Reapareció el cuestionado contratista que ejecutó millonarios proyectos en Fontibón

Reapareció el cuestionado contratista que ejecutó millonarios proyectos en Fontibón

Carlos Alberto Pinzón Molina. Foto: Emilith Muñoz-La Silla Vacía.

La Silla Cachaca entrevistó a Carlos Pinzón Molina, el empresario sin empresa que ha logrado contratos con las alcaldías locales por 8.700 millones de pesos en los últimos tres años.


Fontibón360. –La entrevista develó algunos detalles de cómo este hombre pasó de ser un organizador de eventos deportivos en Kennedy y Suba, a ser uno de los mayores contratistas del Distrito.

Aseguró que no tiene amigos concejales, pero admitió que es cercano a algunos ediles.
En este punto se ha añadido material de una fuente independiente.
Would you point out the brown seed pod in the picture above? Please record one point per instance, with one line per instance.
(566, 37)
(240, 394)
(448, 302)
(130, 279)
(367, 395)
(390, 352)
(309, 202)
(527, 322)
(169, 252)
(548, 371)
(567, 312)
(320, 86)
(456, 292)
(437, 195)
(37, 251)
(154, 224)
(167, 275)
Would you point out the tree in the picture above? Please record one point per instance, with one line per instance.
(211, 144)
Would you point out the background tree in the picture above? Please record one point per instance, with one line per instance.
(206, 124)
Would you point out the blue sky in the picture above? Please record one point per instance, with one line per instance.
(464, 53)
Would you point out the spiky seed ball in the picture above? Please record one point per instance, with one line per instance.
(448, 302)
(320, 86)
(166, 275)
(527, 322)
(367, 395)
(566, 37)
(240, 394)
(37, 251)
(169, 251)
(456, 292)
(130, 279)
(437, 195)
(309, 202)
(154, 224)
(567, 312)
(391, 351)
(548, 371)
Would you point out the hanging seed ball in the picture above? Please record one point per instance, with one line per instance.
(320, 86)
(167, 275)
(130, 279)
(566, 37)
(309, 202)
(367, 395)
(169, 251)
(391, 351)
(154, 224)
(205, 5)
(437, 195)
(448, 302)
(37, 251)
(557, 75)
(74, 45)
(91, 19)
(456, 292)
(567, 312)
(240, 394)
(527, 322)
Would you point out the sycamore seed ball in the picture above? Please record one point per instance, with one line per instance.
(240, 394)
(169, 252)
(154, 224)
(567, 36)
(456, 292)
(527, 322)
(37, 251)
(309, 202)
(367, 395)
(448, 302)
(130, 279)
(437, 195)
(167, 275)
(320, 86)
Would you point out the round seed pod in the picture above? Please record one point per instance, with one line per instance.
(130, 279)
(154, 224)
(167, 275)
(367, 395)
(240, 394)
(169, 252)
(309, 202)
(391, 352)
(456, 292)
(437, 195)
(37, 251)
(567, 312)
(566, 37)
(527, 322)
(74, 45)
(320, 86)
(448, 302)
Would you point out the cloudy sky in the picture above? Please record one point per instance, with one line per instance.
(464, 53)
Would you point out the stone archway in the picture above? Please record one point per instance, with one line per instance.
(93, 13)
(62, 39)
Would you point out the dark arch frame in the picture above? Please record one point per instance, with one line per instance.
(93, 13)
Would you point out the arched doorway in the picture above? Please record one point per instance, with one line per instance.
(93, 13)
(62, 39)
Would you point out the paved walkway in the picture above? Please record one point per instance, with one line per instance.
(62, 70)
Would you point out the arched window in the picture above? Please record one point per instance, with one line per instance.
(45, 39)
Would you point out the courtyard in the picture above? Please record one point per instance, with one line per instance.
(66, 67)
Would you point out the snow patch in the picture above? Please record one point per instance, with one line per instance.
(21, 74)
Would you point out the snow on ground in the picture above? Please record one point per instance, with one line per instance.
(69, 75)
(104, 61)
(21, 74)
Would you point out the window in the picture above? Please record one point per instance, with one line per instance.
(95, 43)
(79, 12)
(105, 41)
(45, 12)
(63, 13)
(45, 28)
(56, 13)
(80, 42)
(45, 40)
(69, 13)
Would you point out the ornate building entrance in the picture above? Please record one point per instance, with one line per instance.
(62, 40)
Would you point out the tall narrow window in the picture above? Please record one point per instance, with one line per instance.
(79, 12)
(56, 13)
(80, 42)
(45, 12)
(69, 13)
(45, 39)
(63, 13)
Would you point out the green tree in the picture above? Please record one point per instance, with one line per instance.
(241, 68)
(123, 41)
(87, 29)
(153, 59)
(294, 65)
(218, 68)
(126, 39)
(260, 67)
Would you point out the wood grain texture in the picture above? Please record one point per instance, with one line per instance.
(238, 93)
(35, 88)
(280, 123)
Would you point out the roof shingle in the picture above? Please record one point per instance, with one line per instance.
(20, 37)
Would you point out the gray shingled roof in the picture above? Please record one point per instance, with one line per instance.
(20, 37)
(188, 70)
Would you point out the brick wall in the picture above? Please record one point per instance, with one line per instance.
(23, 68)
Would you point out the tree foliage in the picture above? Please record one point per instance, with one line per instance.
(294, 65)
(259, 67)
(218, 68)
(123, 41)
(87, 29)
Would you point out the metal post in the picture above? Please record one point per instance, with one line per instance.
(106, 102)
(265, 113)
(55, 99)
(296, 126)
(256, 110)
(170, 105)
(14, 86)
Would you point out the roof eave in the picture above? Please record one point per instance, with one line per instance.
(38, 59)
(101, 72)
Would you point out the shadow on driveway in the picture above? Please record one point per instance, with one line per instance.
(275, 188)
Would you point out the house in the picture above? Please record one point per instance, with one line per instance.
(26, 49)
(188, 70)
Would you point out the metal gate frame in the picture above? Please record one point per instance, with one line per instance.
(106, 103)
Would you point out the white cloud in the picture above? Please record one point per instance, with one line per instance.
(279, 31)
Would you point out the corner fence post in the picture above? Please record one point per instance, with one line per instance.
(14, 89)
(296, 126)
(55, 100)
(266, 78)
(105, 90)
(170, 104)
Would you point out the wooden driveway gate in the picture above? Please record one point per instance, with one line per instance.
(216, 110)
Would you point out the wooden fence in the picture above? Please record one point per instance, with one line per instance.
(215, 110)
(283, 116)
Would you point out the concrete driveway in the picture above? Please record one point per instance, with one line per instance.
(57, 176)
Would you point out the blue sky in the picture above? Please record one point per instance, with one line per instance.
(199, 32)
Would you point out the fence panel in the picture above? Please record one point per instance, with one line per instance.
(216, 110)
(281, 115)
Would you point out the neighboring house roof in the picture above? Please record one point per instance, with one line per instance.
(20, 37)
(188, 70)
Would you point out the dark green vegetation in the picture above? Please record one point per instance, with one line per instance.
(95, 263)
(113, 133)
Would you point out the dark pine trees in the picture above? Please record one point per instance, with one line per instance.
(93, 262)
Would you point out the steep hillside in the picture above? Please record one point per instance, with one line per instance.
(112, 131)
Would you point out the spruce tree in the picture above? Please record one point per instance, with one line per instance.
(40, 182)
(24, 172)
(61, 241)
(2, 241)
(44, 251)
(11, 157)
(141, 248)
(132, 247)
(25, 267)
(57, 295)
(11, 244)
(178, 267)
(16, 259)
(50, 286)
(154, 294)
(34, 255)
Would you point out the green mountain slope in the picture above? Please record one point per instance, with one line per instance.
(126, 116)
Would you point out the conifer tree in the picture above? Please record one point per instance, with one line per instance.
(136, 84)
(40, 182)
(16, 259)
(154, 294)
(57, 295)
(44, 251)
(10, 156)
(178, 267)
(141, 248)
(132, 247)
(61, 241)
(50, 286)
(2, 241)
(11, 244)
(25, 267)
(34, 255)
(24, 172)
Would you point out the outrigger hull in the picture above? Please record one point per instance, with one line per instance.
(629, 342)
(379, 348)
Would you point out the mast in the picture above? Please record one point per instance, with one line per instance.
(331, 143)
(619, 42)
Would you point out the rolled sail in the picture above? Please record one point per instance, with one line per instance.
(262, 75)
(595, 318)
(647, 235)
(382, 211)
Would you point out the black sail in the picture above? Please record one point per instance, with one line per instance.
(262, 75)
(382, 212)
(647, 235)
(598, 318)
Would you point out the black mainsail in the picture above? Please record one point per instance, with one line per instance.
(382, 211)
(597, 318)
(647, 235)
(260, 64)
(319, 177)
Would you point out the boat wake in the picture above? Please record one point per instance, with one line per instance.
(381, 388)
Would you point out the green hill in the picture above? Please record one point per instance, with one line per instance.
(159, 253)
Recalcó que se formó en la calle y que desde los 17 años hace torneos deportivos.

No me quería quedar asalariado toda la vida ni trabajar de 8 a.m. a 5 p.m.”, manifestó a La Silla Cachaca para explicar por qué un día decidió que en adelante le apuntaría a ser contratista.

Y lo hizo con mucho éxito aunque, para ser justos, las ejecuciones de sus proyectos, al menos en Fontibón, no han salido bien: los culturales se han quejado de la pobreza de su gestión, de improvisaciones, demoras en los pagos y suspensiones injustificadas de los contratos.
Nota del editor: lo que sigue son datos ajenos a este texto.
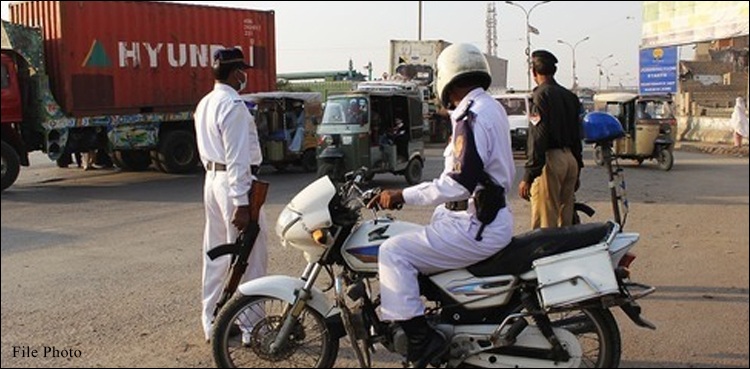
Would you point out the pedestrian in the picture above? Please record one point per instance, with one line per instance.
(554, 149)
(739, 121)
(228, 144)
(472, 221)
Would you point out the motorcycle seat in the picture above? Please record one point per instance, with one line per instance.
(516, 258)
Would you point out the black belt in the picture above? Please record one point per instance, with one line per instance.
(457, 205)
(254, 169)
(216, 166)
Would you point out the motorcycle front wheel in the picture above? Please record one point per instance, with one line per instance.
(248, 325)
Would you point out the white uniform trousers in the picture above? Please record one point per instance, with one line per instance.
(219, 230)
(447, 243)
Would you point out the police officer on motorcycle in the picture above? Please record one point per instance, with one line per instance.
(472, 220)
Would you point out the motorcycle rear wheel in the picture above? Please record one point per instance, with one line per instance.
(597, 332)
(310, 345)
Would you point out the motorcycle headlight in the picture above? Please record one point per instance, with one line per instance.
(287, 218)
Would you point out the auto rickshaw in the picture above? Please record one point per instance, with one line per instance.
(286, 123)
(381, 129)
(649, 125)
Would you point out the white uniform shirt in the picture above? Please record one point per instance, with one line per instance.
(226, 134)
(492, 138)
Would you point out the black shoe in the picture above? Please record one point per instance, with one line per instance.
(426, 345)
(431, 351)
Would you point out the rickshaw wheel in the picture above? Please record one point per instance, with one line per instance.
(598, 155)
(332, 170)
(309, 161)
(665, 159)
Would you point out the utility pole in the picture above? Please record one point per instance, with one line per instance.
(491, 23)
(529, 30)
(419, 36)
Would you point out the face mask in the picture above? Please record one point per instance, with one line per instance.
(243, 83)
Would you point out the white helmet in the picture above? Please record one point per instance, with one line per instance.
(460, 60)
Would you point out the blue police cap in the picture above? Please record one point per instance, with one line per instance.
(233, 56)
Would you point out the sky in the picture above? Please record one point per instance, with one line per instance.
(324, 36)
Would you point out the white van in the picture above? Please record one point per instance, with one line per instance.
(517, 107)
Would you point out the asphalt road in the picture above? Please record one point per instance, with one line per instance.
(102, 268)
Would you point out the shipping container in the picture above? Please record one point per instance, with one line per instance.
(119, 77)
(130, 57)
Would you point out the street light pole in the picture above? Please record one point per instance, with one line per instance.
(420, 22)
(606, 72)
(599, 66)
(573, 48)
(528, 37)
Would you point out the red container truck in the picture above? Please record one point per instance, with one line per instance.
(123, 76)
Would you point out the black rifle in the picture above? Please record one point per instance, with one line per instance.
(241, 248)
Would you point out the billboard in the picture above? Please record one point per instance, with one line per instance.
(667, 23)
(658, 71)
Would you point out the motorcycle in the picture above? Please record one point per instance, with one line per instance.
(543, 301)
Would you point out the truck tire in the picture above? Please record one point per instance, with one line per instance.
(177, 152)
(132, 160)
(11, 165)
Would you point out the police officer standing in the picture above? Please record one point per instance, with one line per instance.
(229, 149)
(554, 149)
(474, 223)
Sobre eso, Carlos Pinzón Molina dijo que no es cierto que haya incumplido contratos porque “no hay ningún certificado que así lo diga. Ninguna ‘ía’ (Contraloría, Fiscalía, Personería, Veeduría) puede mostrar un contrato que yo haya incumplido. Han pasado cinco alcaldes mayores diferentes, cada uno con sus 20 alcaldes locales, y ninguno me puede decir que un contrato no se ejecutó bien. Hasta donde sé, no tengo ninguna investigación”.
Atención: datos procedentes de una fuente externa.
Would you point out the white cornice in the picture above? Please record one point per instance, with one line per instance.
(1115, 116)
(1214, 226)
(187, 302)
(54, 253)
Precisamente, el contratista considera que es bueno en lo que hace y que lo que ha pasado es que lo cogieron como “chivo expiatorio” algunos concejales del partido Alianza Verde y está en la mira de Polo Democrático.

“En el Concejo hicieron ver como si yo cogiera esa plata (unos 6.000 millones de pesos, según él) y me la metiera en el bolsillo. Pero no se ve que en un contrato de esos usted tiene que pagar la nómina de unos profesionales que van a atender, entregar una dotación deportiva o musical, o pagar espacios, impuestos, gastos del contrato (camisetas, cartillas, videos, dotaciones). En estos contratos el margen puede ser el 10 % o 15 %, calcule”, indicó el contratista.

Sin embargo, fuentes consultadas por F360 aseguraron que el verdadero negocio de Pinzón Molina está en contratarse a sí mismo –o a una de las 4 o 5 empresas con las que usualmente conforma uniones temporales– para sacar una mayor tajada del presupuesto asignado en la contratación.

Incluso, también se estaría aprovechando del desconocimiento de las personas o las organizaciones con las que contrata para la ejecución de los proyectos y descontar impuestos que no deberían ser descontados, aseguró la misma fuente a F360 con base en los pagos efectuados a los gestores culturales de la localidad.

Además, en la entrevista develó que le va mejor como persona natural que jurídica –en su caso sin usar el nombre de una empresa– y añadió que una de las prácticas más efectivas para sumar puntos en las licitaciones es la “mutación de actividad comercial”, es decir, que cada vez suma más códigos a su razón social para “abrir el mercado”. Según La Silla Cachaca, cuenta con 340 actividades registradas en la Cámara de Comercio de Bogotá.

Asimismo, se jactó de haber contratado hasta con la Presidencia de la República, de hablar en nombre del Distrito en eventos en donde apenas fue un ejecutor de proyectos, de organizar torneos hasta para 1.000 personas y de contar con un ‘staff’ de psicólogos para atender contratos de violencia intrafamiliar.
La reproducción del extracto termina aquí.